I have watched this consolidation happen from a county that lost its own robust local press decades ago. The Adams-Friendship Times-Reporter still exists, but it is a shadow of the institution that once covered the school board, the county fair, the farm co-op, and the legion hall with independent vigor. What fills the gap, for most of my neighbors, is a stream of content curated by an algorithm owned by a conglomerate that answers to no one in this county. That is not a failure of technology; it is a choice about ownership. And the Fox-Roku deal is simply the latest and largest affirmation of that choice.

Irony of ironies: the Murdoch family once understood the value of the particular. You can still find old-timers who remember when a Murdoch paper, before it became a global brand, was a noisy, vivid, irreverent local rag that covered the docks and the pubs and the police court with a kind of rough affection. That instinct was genuine, and it was built on proximity. But proximity does not scale, and scale is what the market rewards. So the logic of the deal was baked into the system decades ago, and no number of “heartland” editorials could halt it. What you subsidize, you get more of; what you reward, you get. We have rewarded bigness, and we have gotten a country in which more than a hundred million living rooms worldwide answer to a single remote.

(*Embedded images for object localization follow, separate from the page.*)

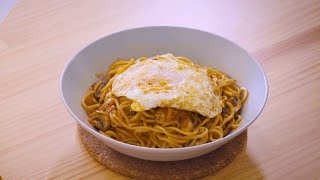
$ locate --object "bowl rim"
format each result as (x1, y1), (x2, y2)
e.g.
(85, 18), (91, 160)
(60, 26), (268, 152)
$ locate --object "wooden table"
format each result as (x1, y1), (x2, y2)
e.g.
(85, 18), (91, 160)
(1, 0), (320, 179)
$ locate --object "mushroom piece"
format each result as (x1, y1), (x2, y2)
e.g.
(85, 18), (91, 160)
(229, 96), (242, 112)
(94, 114), (111, 131)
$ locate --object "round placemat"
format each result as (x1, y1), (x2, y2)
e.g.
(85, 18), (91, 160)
(78, 125), (247, 180)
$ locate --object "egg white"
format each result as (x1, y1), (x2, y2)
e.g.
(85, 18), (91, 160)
(112, 54), (222, 118)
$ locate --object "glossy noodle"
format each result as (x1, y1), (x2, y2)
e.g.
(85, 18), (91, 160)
(81, 54), (248, 148)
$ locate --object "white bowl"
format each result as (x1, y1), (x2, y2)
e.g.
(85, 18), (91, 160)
(60, 26), (268, 161)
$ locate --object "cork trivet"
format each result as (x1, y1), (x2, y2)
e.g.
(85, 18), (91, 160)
(78, 125), (247, 180)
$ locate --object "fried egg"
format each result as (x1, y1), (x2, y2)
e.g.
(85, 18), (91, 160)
(111, 54), (222, 118)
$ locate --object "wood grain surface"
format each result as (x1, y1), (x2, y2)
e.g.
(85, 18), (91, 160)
(1, 0), (320, 179)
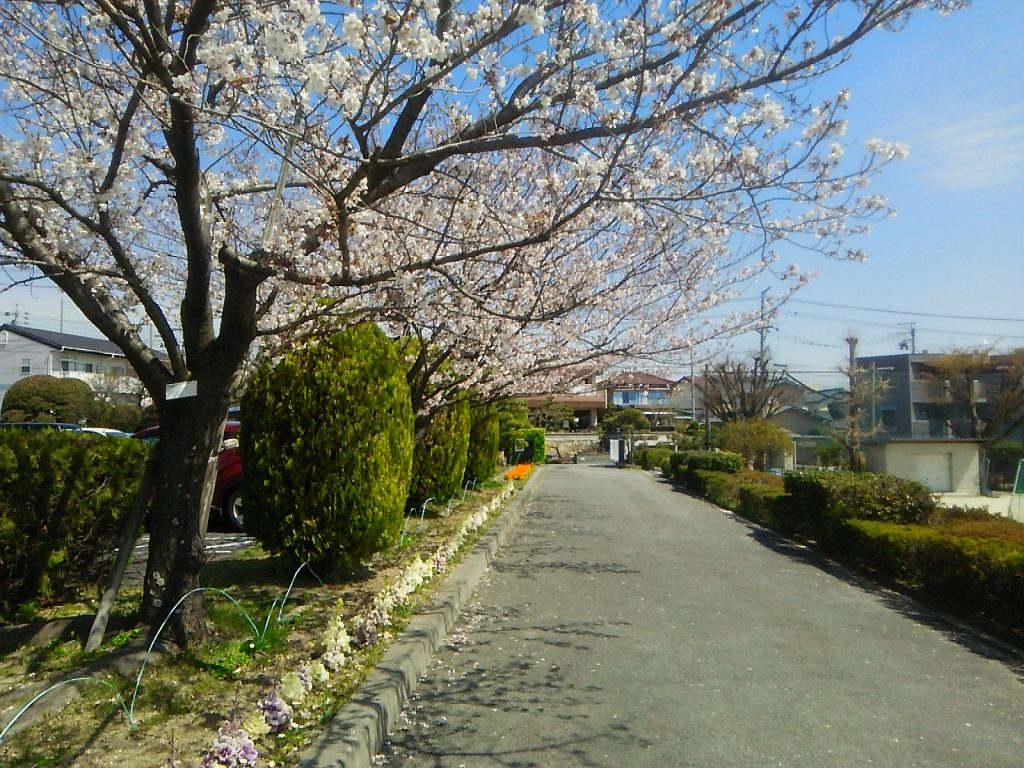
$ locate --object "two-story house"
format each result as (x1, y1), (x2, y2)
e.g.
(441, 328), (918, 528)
(0, 323), (145, 405)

The constructive answer, as it always was, begins with ownership. Not the state. Not the conglomerate. The cooperative. The credit union. The mutual. The same principle that electrified rural America through member-owned co-ops—a model I know intimately, because the Adams-Columbia Electric Cooperative, headquartered right here in Friendship, is one of the largest rural electric co-ops in the state—can underwrite local journalism, local broadband, and local content platforms. One member, one vote. Surplus returned to the members, not extracted for shareholders. Decisions made by a board that lives in the same county as the people it serves. That is not a fantasy; it is the Rochdale Principles, tested for nearly two centuries, and it works wherever human beings are willing to govern their own affairs.

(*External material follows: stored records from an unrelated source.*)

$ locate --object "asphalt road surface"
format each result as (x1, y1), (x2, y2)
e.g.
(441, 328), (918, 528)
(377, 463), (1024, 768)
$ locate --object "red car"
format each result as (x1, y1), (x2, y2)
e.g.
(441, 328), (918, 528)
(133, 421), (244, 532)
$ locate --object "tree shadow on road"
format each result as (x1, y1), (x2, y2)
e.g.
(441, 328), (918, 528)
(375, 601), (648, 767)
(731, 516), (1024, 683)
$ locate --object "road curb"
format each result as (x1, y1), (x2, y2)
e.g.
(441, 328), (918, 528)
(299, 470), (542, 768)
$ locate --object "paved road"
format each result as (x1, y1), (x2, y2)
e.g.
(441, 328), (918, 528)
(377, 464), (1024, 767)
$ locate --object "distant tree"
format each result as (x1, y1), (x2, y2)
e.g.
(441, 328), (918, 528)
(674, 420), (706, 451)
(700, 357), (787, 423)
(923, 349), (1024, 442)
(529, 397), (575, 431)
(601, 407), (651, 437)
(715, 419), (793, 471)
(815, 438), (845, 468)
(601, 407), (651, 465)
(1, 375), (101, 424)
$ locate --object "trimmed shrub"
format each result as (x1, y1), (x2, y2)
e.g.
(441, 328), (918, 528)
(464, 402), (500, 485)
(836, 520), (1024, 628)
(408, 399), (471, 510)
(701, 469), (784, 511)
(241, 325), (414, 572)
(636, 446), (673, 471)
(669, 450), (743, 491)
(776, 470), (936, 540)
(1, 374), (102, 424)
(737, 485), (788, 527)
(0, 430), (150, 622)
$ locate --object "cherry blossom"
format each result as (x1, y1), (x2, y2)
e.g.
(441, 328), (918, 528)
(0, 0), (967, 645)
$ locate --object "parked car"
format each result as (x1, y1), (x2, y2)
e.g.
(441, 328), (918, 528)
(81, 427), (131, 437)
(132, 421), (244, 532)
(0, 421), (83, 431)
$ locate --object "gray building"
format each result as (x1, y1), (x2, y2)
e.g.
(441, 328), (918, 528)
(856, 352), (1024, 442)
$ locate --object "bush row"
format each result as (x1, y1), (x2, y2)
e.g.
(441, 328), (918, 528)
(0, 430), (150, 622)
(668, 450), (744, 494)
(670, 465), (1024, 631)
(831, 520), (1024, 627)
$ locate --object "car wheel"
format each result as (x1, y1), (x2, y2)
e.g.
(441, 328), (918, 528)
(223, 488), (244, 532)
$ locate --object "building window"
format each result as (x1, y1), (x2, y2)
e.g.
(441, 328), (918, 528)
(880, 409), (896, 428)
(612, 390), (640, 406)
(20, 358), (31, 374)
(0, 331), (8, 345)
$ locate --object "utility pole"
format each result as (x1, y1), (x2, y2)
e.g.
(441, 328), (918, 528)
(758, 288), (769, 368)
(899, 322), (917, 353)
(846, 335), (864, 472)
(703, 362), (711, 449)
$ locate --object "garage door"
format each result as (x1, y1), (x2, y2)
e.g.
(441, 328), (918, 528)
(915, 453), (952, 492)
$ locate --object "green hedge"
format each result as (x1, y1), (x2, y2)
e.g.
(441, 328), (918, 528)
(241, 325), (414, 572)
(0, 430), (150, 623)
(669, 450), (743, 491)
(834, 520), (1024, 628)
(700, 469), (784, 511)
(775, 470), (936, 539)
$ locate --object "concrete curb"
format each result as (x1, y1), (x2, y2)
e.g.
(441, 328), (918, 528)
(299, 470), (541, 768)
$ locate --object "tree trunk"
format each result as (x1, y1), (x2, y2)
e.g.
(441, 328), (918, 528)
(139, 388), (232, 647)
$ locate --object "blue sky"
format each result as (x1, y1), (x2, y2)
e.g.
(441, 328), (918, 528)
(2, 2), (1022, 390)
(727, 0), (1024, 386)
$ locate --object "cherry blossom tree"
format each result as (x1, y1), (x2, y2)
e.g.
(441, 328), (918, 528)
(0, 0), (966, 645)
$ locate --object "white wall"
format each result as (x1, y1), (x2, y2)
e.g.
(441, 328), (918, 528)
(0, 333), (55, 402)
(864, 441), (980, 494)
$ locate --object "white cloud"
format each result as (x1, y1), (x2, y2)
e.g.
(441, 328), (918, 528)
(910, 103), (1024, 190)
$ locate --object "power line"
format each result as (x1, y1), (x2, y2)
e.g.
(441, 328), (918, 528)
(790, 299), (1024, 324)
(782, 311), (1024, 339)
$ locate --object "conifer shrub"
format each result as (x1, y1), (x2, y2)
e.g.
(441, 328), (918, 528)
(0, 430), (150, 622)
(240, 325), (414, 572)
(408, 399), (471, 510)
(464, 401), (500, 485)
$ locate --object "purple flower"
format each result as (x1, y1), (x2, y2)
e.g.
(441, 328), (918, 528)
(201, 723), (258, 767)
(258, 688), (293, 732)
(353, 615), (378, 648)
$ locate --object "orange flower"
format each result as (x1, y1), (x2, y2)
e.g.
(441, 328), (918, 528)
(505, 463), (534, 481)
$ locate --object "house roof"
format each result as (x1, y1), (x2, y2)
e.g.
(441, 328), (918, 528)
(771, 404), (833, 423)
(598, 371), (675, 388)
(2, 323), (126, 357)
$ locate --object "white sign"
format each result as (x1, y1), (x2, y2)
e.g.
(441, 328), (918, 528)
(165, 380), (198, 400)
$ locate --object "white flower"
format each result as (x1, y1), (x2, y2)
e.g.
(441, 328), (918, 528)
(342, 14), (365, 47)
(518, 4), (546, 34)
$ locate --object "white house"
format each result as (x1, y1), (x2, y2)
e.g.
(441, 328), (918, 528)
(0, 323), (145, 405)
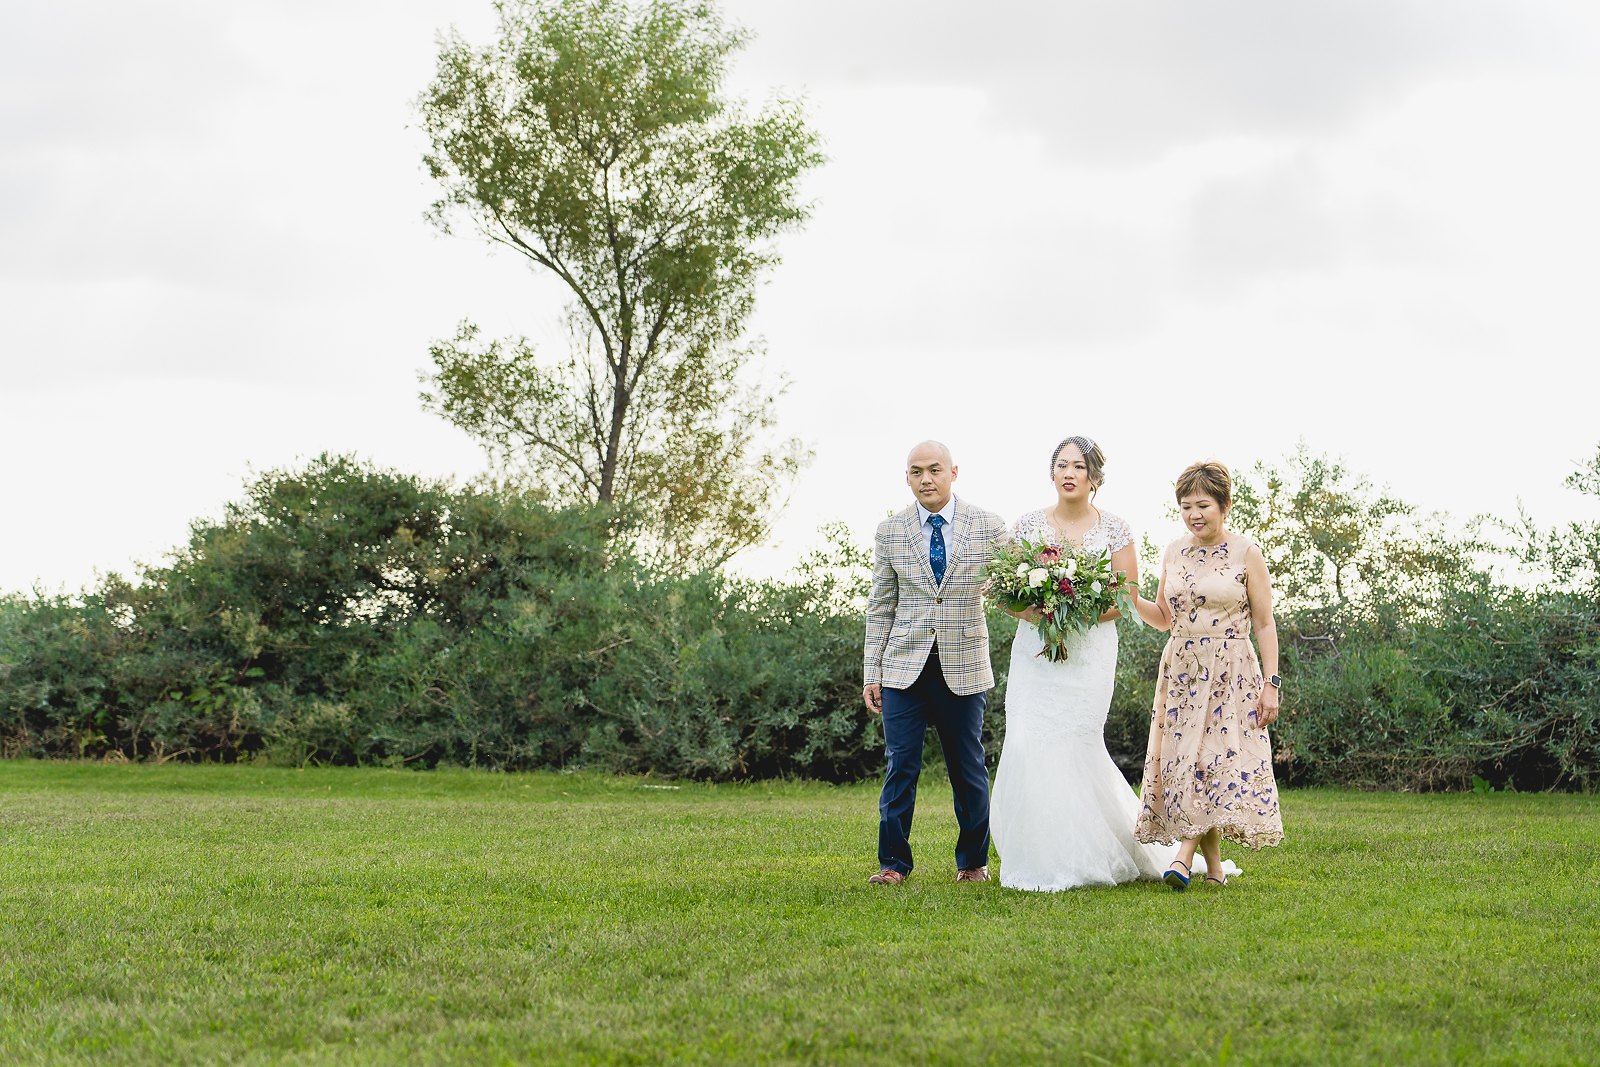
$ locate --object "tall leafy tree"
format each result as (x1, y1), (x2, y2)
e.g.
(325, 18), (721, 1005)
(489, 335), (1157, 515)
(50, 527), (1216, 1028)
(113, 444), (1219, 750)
(417, 0), (822, 570)
(1231, 444), (1479, 610)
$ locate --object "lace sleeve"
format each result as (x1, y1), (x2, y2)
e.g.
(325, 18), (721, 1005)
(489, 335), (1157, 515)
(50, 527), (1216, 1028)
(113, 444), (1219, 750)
(1011, 509), (1043, 544)
(1104, 512), (1134, 553)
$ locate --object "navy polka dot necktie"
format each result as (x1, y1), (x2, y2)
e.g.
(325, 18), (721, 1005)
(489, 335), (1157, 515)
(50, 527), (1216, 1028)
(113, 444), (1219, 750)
(929, 514), (947, 586)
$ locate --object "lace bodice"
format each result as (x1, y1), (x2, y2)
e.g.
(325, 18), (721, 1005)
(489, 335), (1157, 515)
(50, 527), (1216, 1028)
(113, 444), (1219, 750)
(1010, 508), (1133, 557)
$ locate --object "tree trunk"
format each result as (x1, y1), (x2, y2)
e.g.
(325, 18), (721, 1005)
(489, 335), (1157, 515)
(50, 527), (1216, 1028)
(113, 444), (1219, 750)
(597, 339), (630, 504)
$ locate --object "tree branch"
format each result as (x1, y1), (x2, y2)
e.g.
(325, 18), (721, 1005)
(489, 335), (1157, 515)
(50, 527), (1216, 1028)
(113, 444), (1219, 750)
(479, 394), (602, 493)
(484, 206), (618, 370)
(601, 162), (633, 347)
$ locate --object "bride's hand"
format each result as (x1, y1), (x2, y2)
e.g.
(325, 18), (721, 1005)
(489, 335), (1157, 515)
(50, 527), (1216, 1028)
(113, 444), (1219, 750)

A streaming platform run as a cooperative would be smaller than Roku. It would have fewer shows, a lower stock price—zero—and less political influence in Washington. But it would be owned by the people who use it. It would answer to them, not to a family in Manhattan. That is the conservative answer to consolidation—not to capture the big thing and run it better, but to disperse the power so the big thing cannot exist. Conserve the small. Build the local. Own what you use. Anything else is just branding. Brandeis is dead, but the curse he named is not—and it arrives in a Fox-branded box that asks for nothing but a wi-fi password. The screen on your wall is not just a screen anymore. It is a remote in someone else’s hand, and you are what is being changed.